Aqueles com rádios movidos a bateria descobriram que o único sinal era uma estação de propaganda russa, alimentando-os com mentiras sobre quais cidades ucranianas haviam caído, como seu governo as havia abandonado e como eles seriam julgados como colaboradores se o exército ucraniano voltasse. .
A contra-ofensiva foi tão rápida que os russos abandonaram suas munições e seus veículos blindados, às vezes recorrendo ao roubo de roupas e carros dos moradores para escapar sem serem detectados. Foi a maior derrota militar da Rússia desde a retirada de suas tropas de áreas próximas a Kyiv, há mais de cinco meses.
Soldados ucranianos começaram a colecionar botões de latão arrancados às pressas do uniforme de um oficial, ou emblemas com a bandeira russa. Eles também estão coletando munições russas, que se encaixam perfeitamente nas armas ucranianas, e estão reaproveitando os veículos abandonados que não enferrujaram até a inutilidade.
Os ocupantes russos espalharam inúmeras minas, que os soldados ucranianos estão meticulosamente detonando uma de cada vez. A cada poucos minutos na segunda-feira, até o pôr do sol, suas enormes explosões controladas sacudiam Izium, que fica a cerca de duas horas de carro da segunda maior cidade da Ucrânia, Kharkiv, por estradas rurais retas.
Também pode ter sido outro mundo.
“Karkov ainda é a Ucrânia?”, perguntou uma mulher hesitante a um visitante nos primeiros dias após a libertação de Izium.
Agora há um sinal de celular tênue – apenas o suficiente para enviar mensagens de texto ou fazer uma ligação telefônica, para quem tem como carregar seus telefones.
Mas na manhã de segunda-feira as expectativas estavam altas para uma forma mais básica de comunicação. Quando o caminhão do correio parou no estacionamento de um mercado fechado, mais de cem pessoas estavam circulando, esperando pela primeira entrega postal desde fevereiro.
“Estou feliz que o correio esteja funcionando. Significa que a vida está melhorando. Vamos viver e torcer pelo melhor”, disse Volodymyr Olyzarenko, de 69 anos. Ele já sabia o que continha a caixa enviada por seus filhos adultos: agasalhos para seu irmão.

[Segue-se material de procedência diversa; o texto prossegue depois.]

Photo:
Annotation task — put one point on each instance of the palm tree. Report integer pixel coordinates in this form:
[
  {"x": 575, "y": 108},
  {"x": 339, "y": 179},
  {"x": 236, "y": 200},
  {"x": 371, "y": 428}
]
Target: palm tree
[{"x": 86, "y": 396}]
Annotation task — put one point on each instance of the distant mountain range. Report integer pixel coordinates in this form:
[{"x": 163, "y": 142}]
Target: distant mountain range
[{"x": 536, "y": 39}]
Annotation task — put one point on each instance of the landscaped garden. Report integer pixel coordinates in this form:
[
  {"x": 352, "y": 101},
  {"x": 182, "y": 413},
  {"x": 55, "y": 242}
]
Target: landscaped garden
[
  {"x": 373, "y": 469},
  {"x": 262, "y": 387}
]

Mas haverá dias difíceis por vir.
Um local que o presidente Volodymyr Zelenskyy disse conter mais de 440 sepulturas foi descoberto na semana passada em uma floresta na periferia norte da cidade, e os investigadores estão exumando os corpos para iniciar o trabalho de identificação. Autoridades russas se distanciaram da responsabilidade pelo local.

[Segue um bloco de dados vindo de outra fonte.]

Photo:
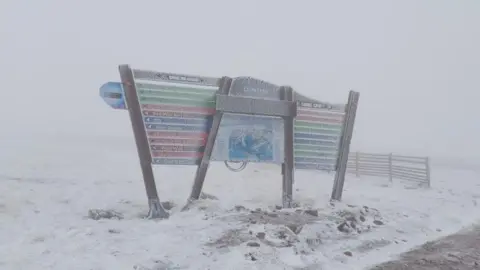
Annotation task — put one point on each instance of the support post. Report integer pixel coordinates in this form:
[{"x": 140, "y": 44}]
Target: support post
[
  {"x": 351, "y": 110},
  {"x": 288, "y": 164},
  {"x": 156, "y": 209},
  {"x": 224, "y": 87},
  {"x": 357, "y": 164},
  {"x": 390, "y": 167},
  {"x": 427, "y": 168}
]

Nos arredores do sul, onde as batalhas mais ferozes aconteceram, toda a vila de Kamyanka é um perigo de explosivos. Restam apenas 10 pessoas das 1.200 que moravam lá.
Quase todos os pátios estão cheios de bombas e balas. Um lançador de foguetes russo está enferrujando na calçada de alguém, o tempo apenas começando a afetar o Z branco. E quando o sol se põe, o único som é o latido de cães abandonados por seus donos.

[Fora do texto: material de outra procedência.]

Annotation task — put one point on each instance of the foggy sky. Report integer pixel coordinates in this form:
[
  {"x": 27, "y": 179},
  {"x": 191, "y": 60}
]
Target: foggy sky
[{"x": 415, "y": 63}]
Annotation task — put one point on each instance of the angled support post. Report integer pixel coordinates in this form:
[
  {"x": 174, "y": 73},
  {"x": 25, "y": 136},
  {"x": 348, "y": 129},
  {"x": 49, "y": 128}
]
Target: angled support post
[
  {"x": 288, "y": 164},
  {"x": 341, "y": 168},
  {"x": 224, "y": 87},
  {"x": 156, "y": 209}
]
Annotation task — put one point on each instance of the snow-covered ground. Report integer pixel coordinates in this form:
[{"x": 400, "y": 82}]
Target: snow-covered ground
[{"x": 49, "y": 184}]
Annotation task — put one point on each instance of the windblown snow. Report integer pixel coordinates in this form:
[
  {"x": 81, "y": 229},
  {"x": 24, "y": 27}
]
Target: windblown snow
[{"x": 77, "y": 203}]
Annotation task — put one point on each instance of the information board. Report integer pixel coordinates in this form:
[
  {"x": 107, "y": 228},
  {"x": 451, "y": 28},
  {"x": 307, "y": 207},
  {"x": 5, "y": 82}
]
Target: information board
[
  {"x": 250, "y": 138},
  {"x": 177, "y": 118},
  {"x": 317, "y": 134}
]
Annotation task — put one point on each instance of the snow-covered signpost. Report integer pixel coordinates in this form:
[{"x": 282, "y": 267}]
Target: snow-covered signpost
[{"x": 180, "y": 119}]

Natalya Zdorovets, a matriarca de uma família de cinco pessoas que representa metade da população da aldeia, disse que ficou porque era o lar. Eles perderam sua conexão com o mundo exterior em 5 de março.
“Estávamos no vácuo. Estávamos isolados de todo o mundo. Não sabíamos o que aconteceu. Nós nem sabíamos o que estava acontecendo na rua vizinha porque morávamos só aqui”, disse ela, apontando para um quintal cheio de patos, galinhas, gatos e cachorros.
Cerca de 2.000 soldados russos se estabeleceram nas casas desocupadas por moradores aterrorizados. Então, de repente, há pouco mais de uma semana, a aldeia ficou em silêncio. A família não tinha ideia do motivo até a chegada dos soldados ucranianos.
“Choramos e rimos ao mesmo tempo”, disse Zdorovets. “Não estávamos preparados para vê-los. Não tínhamos ouvido a notícia.”